Yesterday I roasted red peppers and fried up some mushrooms and onions. I marinated those in oil & balsamic vinegar plus chopped parsley and crushed hot peppers, and then I started a sponge for my bread that I made today. No rye flour, but it was an overnight fermented buttermilk sponge so it was pretty good and smells great (a sponge is in it's simplest form water yeast and flour, which is nicer for yeast to take off in, and it's more convenient for aging overnight as it doesn't run the risk of rising so much that the yeast pushes all the food away from it).
On the bread went a small amount of mayo & mustard, sliced cheddar, shaved ham, and then both open-faced sandwiches were topped with the marinated veg.
It was pretty tasty!
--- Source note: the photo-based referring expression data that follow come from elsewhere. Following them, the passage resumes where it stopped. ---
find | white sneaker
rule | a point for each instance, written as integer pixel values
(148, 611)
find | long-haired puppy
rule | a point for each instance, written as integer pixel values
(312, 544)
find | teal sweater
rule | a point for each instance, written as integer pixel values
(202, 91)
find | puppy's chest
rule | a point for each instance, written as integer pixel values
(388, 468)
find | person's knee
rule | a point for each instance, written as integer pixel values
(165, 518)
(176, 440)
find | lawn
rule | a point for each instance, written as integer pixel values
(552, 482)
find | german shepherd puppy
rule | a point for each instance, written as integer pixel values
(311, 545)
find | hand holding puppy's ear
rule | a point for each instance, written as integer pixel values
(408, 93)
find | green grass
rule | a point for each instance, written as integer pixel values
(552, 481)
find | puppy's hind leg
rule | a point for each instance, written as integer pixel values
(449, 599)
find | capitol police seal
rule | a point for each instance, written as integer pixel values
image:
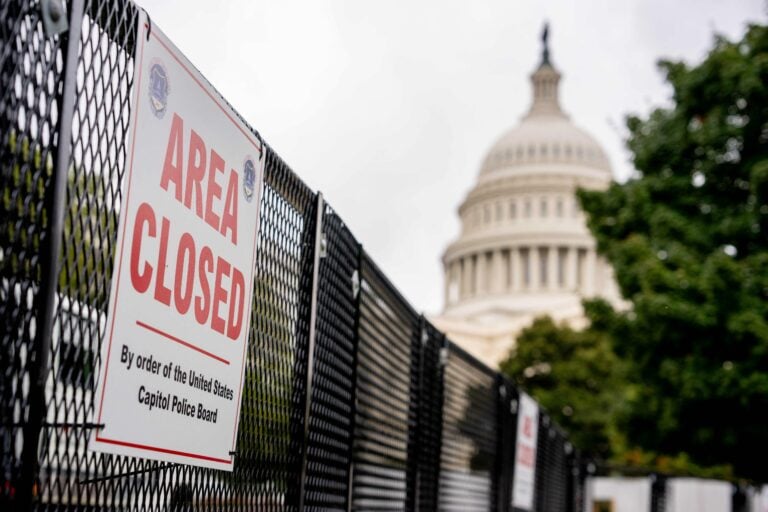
(249, 179)
(158, 89)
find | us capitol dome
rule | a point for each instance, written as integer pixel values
(524, 249)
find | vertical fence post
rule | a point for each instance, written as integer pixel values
(45, 299)
(357, 284)
(318, 250)
(506, 433)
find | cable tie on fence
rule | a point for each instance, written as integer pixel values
(149, 25)
(262, 149)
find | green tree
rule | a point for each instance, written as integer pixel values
(574, 375)
(688, 238)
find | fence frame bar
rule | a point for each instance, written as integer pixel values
(50, 264)
(318, 250)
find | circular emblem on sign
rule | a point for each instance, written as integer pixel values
(249, 179)
(158, 89)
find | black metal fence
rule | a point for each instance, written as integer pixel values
(351, 399)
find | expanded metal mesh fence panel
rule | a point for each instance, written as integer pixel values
(350, 399)
(31, 64)
(388, 348)
(333, 383)
(552, 472)
(470, 434)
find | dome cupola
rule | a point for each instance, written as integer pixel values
(524, 249)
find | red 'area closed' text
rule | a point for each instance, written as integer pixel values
(220, 297)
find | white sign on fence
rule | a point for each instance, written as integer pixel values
(179, 312)
(523, 483)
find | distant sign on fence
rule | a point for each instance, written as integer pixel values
(178, 318)
(523, 487)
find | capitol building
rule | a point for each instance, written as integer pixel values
(524, 249)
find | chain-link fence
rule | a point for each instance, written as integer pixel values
(351, 399)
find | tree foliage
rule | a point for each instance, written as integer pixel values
(688, 239)
(574, 375)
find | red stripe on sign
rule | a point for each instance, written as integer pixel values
(162, 450)
(180, 341)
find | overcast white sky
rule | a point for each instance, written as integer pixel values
(389, 107)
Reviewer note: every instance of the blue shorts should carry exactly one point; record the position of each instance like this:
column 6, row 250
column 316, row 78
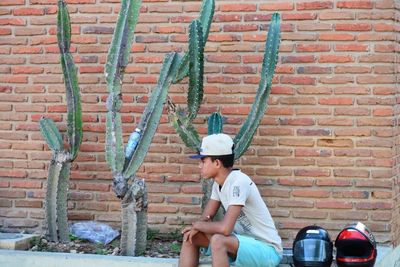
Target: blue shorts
column 254, row 253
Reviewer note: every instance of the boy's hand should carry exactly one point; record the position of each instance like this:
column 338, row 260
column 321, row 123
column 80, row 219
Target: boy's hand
column 188, row 233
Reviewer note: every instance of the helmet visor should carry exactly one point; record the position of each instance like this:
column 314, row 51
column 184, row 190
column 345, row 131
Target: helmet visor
column 312, row 250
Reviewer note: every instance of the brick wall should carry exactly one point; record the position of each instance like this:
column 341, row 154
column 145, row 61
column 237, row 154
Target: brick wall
column 325, row 152
column 396, row 213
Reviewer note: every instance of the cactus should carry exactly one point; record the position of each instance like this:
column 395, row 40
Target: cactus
column 124, row 167
column 183, row 123
column 243, row 138
column 192, row 65
column 60, row 164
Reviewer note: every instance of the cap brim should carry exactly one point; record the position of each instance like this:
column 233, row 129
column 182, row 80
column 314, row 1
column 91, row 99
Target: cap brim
column 198, row 156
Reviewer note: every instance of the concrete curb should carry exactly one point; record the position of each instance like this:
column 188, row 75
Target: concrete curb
column 15, row 258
Peppers and onions were boss. Best sandwich: probably not.
Thoughts for next time: crush some mustard seed, add to the marinate, scrap the mustard on the bread. Also, the mushroom flavour was mostly lost beneath the balsamic vinegar, though the texture was nice.
Would it benefit from being on rye? Maybe. Probably.
Would there be a better cheese than cheddar? Swiss goes well with ham, but I think the gentle flavour of swiss would get lost beneath the balsamic.
Closed face? Definitely not. Those marinated veg look too good mounded up on top to hide them. I think the proportions of everything were right on where they should be.